Переселяться решили в праздничный день – седьмого ноября.
Накануне дядя Кмоль купил несколько одеял, простыни, настриженным оленьим волосом набил подушки, повесил занавески. Он был уверен, что все это он сделает лучше жены. Сотрудники полярной станции подарили платяной шкаф, учителя – книжную полку и висячую керосиновую лампу с новым, совсем целым стеклом.
Последний подарок был особенно ценным, потому что на улакскую электростанцию – особенно зимой, с ее непрерывной пургой, надолго выводившей из строя ветродвигатель,– мог надеяться только самый беспечный человек.
Рано утром седьмого ноября, еще до начала праздничной демонстрации, семья Кмоля переселилась в новый дом. Как всегда бывает при переезде на новое место, в старой маленькой яранге оказалось столько хлама, что не могло быть и речи о том, чтобы все эти вещи тащить в новое жилище. Ярангу решили до следующего лета не разрушать, сняв с нее лишь меховой полог.
– А то собакам негде будет жить,– сказал дядя Кмоль.– Может случиться еще, что приедет гость, непривычный к жизни в деревянном доме.
Почерневшую фигурку домашнего бога – деревянного белого медведя – дядя Кмоль тайком перенес в новый дом и замаскировал его за портретом Ленина.
В полдень демонстранты поравнялись с домом Кмоля. Каждому хотелось взглянуть на новое жилище, пришлось впускать посетителей небольшими группами. В дверях стоял Кукы и останавливал особенно напористых:
– Куда лезете? Не видели деревянного дома? Отойдите и не напирайте. По десять человек входите.
В комнате дядя Кмоль с гордостью показывал нехитрую мебель и объяснял назначение вещей, хотя каждому ясно было, для чего, например, предназначена широкая, выкрашенная зеленой краской кровать.

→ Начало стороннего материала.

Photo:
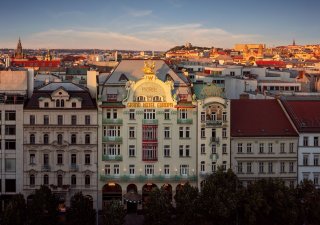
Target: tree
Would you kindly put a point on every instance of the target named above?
(219, 198)
(158, 208)
(114, 213)
(15, 211)
(81, 211)
(187, 200)
(44, 208)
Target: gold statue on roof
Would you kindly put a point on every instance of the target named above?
(148, 67)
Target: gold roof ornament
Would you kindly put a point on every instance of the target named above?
(148, 67)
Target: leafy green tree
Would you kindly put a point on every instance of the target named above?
(187, 200)
(219, 198)
(81, 211)
(158, 208)
(114, 213)
(43, 209)
(15, 211)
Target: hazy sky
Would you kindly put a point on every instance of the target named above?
(157, 24)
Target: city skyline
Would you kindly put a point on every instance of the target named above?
(143, 25)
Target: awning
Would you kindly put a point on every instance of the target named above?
(132, 197)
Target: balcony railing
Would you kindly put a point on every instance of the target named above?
(184, 121)
(112, 121)
(150, 122)
(111, 157)
(144, 178)
(45, 167)
(112, 139)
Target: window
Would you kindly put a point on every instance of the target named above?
(282, 147)
(149, 170)
(270, 148)
(32, 119)
(282, 167)
(46, 139)
(116, 169)
(261, 167)
(261, 147)
(240, 169)
(45, 179)
(249, 167)
(184, 170)
(183, 114)
(224, 149)
(107, 169)
(132, 151)
(87, 159)
(73, 139)
(203, 149)
(59, 159)
(59, 180)
(315, 141)
(239, 147)
(166, 151)
(87, 120)
(202, 166)
(224, 132)
(203, 133)
(131, 132)
(10, 165)
(305, 141)
(73, 180)
(73, 120)
(166, 132)
(166, 169)
(305, 160)
(87, 180)
(249, 147)
(46, 120)
(10, 144)
(32, 159)
(59, 139)
(87, 139)
(32, 139)
(32, 180)
(131, 169)
(149, 114)
(10, 115)
(167, 114)
(60, 119)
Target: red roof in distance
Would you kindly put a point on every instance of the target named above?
(259, 118)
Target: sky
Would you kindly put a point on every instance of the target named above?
(157, 24)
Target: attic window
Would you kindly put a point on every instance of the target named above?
(123, 78)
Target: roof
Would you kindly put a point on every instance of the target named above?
(259, 118)
(304, 113)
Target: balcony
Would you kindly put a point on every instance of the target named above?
(150, 122)
(112, 139)
(74, 167)
(111, 157)
(46, 168)
(144, 178)
(184, 121)
(112, 121)
(214, 123)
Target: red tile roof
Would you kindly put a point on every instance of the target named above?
(304, 113)
(259, 118)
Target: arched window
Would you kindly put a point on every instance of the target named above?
(32, 139)
(32, 180)
(87, 180)
(46, 139)
(45, 179)
(59, 139)
(73, 180)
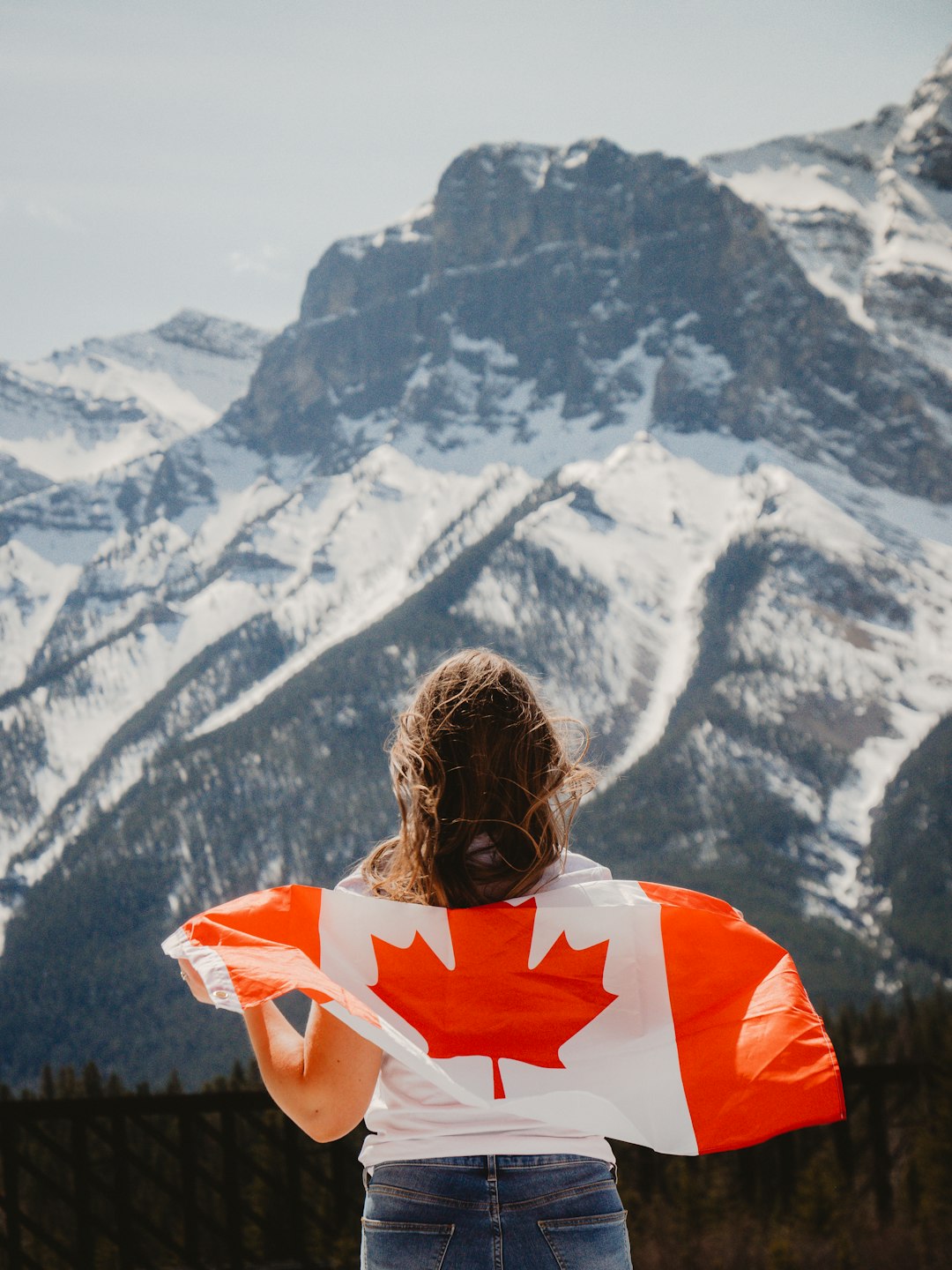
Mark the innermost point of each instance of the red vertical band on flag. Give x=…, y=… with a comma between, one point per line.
x=271, y=944
x=755, y=1056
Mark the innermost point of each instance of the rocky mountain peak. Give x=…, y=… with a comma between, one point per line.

– Еще не пробовали на ней спать? – спросила старая Пээп и, заглянув под кровать, заметила: – Снизу будет дуть.
– Правильно, что повесили материю на окна,– одобрил Тэюттын,– не все же время на улицу смотреть. Да и каждый прохожий будет заглядывать.
В сенях визгливым голосом ругалась великанша Рытыр:
– Вы только посмотрите! Всю спину загваздала. Ведь только сегодня утром новую камлейку надела! Ни за что бы не стала жить в доме с такой белой печкой.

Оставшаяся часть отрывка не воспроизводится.